Edwin Morris (second from left) with charter members of the
Chemung County Historical Society at July 4, 1923 pageant
Morris was an active member of the G.A.R. There were several G.A.R. posts in the county including Baldwin Post 6 which was organized on June 11, 1868 and named after local Civil War veteran Col. Lathrop Baldwin. Other posts were named after L. Edgar Fitch, Col. H.C. Hoffman, and Gen. A.S. Diven. Around the turn of the century, the Baldwin post had about 200 members. Morris served as commander of A.S. Diven Post 623 in the late 1920s. That post, as well as the others in the county dissolved after a time until Baldwin was the only one remaining. Morris became commander of the Baldwin Post in 1938. Upon his death in 1943, the post dissolved. Its charter and other materials from the organization are now in CCHS’s collection.
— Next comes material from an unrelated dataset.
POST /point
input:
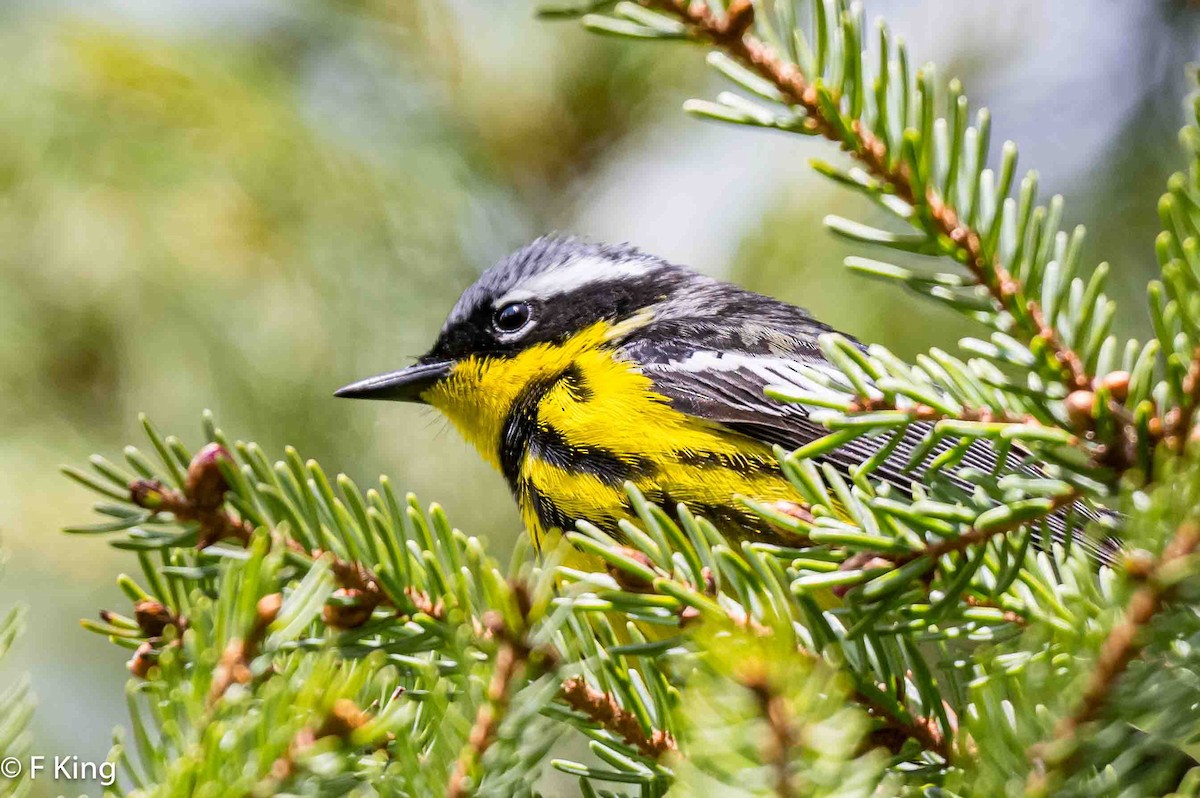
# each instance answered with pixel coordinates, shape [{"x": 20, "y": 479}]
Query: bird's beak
[{"x": 405, "y": 385}]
This G.A.R. hat worn by Edwin Morris is
one of many items that came to the Chemung
County Historical Society from his estate.
Morris was not only involved with the G.A.R. locally. He also held statewide offices in the organization. In 1938 and 1939 he served as Junior Vice Department Commander of the New York State Department G.A.R. and in 1940 he was elected Senior Vice Department Commander. Finally, in June 1941, he was elected Commander at the annual encampment at Lake Placid. He had been asked for several years to be the commander of the state organization but had always declined because he wanted others older than he to have the honor of the position before they passed away. He was 94 when he accepted. At the next year’s encampment in Utica, he was one of the first of nearly 1,000 guests to arrive, despite having suffered a heart attack just two months early on Appomattox Day. At that encampment, he was appointed Department Patriotic Instructor.
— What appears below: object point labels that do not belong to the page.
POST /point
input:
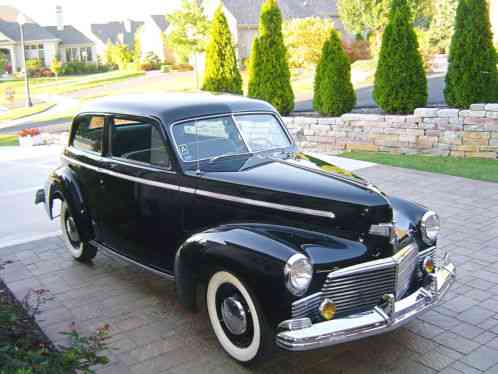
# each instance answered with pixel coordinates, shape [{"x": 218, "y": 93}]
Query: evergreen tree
[
  {"x": 472, "y": 76},
  {"x": 221, "y": 72},
  {"x": 334, "y": 93},
  {"x": 400, "y": 81},
  {"x": 269, "y": 75}
]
Ribbon from the 1942 G.A.R. encampment
Morris also participated in Elmira’s annual Memorial Day commemorations as early as the 1920s. He and the other few remaining Civil War veterans were honored during the events throughout the 1930s.  In 1938, he served as honorary marshal of the parade. At that time, only four veterans remained: Morris, Bowman Jack, Edgar Houghton, and Thomas A. Dawes. When Jack passed away in 1940, Morris was left as the last surviving veteran of the Civil War in Chemung County.
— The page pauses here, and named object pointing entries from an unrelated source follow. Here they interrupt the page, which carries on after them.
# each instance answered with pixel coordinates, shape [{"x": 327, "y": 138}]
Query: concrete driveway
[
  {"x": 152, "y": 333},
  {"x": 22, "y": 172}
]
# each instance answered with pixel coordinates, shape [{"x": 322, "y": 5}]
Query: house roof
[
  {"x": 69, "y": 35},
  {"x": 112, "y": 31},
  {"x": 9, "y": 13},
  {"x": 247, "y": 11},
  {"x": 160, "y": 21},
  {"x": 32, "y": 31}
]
Memorial Day, 1935, from the Elmira Sunday Telegram, May 30, 1943
The last time Morris participated in Memorial Day activities was in 1942. His health was failing but organizers wanted to include him in the commemorations. Col. James Riffe, a World War I veteran, suggested that the parade route be changed that year so it would pass Morris’s Walnut Street residence. While the Chemung County Veterans’ Council agreed to the reroute, plans were abandoned when Morris’s health improved enough for him to ride in the parade.

Edwin Morris riding in the Elmira Memorial Day Parade
On June 17, 1943, an article reporting the passing of Edwin Morris appeared in the National Tribune: Washington, D.C. The final paragraph of the article illustrated Morris’s devotion to his country and fellow soldiers:
In December, 1941, when volunteers were being registered [for service in World War II], a card bearing his name was found among a stack of enrollments; it said, “Will gladly cooperate in advisory capacity or shoulder a gun if necessary.”

1 comment:

  1. What a story....hard to imagine a Civil War Vet still alive in the 40's....Oh what changes this man saw in his lifetime.